Accomplishment Coaching has been like semtex, C-4, and dynamite rolled into one. And the ignition switch…the plunger…

That’s my long way of saying that AC has blown my wall up. Blowed up real good.
It scares the hell out of me. I’ve used that part of me to survive for close to 40 years. It’s kept me safe, but it’s also kept me from developing true and authentic relationships.

I learned that authenticity is nothing to fear. That authenticity isn’t something you should be afraid of. Authenticity opens yourself up to the full expression of who you are and that’s a gift to humanity.

Another thing that’s a gift to humanity: vulnerability.

I have an aversion to showing emotion in public and in front of others.

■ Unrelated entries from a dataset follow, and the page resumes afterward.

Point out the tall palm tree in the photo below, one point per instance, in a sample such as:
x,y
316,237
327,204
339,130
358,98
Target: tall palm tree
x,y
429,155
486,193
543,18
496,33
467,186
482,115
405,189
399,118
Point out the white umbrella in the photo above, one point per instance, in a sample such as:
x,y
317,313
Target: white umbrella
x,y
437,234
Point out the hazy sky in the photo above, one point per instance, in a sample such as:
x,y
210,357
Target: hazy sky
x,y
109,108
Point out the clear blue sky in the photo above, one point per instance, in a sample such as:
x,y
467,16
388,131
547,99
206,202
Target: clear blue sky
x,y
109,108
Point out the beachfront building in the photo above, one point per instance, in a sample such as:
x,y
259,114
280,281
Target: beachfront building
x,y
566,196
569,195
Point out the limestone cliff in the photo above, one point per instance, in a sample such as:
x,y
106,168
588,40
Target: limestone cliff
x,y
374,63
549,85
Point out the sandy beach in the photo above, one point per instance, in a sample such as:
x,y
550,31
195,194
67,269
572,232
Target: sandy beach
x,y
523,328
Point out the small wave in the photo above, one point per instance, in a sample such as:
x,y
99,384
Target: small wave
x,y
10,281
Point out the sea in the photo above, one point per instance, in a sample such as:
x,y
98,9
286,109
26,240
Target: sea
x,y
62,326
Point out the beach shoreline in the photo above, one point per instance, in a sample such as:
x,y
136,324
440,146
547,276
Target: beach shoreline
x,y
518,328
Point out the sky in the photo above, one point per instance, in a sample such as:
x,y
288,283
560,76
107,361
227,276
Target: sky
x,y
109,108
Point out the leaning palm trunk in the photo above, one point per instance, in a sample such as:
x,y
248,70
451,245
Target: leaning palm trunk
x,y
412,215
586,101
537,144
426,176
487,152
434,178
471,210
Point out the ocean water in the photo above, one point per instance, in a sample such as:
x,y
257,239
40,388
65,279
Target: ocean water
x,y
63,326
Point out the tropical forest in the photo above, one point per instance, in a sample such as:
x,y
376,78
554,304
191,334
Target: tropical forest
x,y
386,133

Okay, I take that back. I hate showing emotion with the heat of a supernova!

I don’t know if this is a man thing or a Ryan thing or both. But – to me – showing emotion is akin to weakness. If you’re a man and you cry, you’re weak-willed. You’re…well, all I’m gonna say is that if you cry then you’re no better than a popular slang term for the female sexual organ.

Y’all know the word I’m talking about, right? I’m trying to keep this blog all ages here.

But I keep telling myself that crying is just water leaking from your face. If a woman can cry in public, why the hell can’t a man?

There’s one more thing I have learned. This has blown all of my minds and has affected my body and soul in ways that I can’t really explain or understand fully. That thing I’ve learned is that I can be accepted unconditionally and without question by a group of people I’ve never met.

Before I met my teammates, I didn’t know any of them. And they didn’t know me. I knew one person involved with the program – my old coach and mentor.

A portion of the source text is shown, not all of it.